Your first option. A VIP with a heartbeat failover setup. DNS is useful when you have multiple end points and need to push more BW than a single LB/box can handle. But for anything under ~5 Gbit/sec, the Active-Hot Standby setup works great.

atombender · on June 11, 2014

Out of interest, how would you do this on a VPS like Digital Ocean, where IPs cannot be reassigned?

modoc · on June 12, 2014

You'd need some place that allows for VIPs I think... I've never used Digital Ocean. Sorry.

olefoo · on June 12, 2014

The hot-standby approach, using VRRP to manage a floating address between the two boxes does work and fails over quickly ( unnoticeably to most clients ) but getting it set up correctly is a project.

rbranson · on June 12, 2014

For a database it would be not having a load balancer at all and performing connection pooling / failover at the client.

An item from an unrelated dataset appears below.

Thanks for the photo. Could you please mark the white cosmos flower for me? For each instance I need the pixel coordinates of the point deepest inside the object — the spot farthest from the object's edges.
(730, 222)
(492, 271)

cbsmith · on June 11, 2014

Because load balancers in a diagram are generally a high availability pool of load balancers.

opendais · on June 11, 2014

Because everyone loves a Single Point of Failure? /s

It is probably because they don't provide the failover and assume you have a standby LB and an active LB. So only one needs to be shown and you handle the failover on the application side rather on their side. At least, that is what I generally see that sort of thing in.

mason_s · on June 12, 2014

Because they are not good at diagrams? Just emphasizing the key components of the architecture.

omnibrain · on June 11, 2014

This issue is discussed (not by me) a bit more in depth here: https://plus.google.com/+KristianK%C3%B6hntopp/posts/HtQB6hJ...

dragonwriter · on June 12, 2014

Because while the load balancer shown might (and often, in practice, would) actually be a multi-component system of its own, that's a concern outside the focus of the diagram that distracts from it is attempting to illustrate.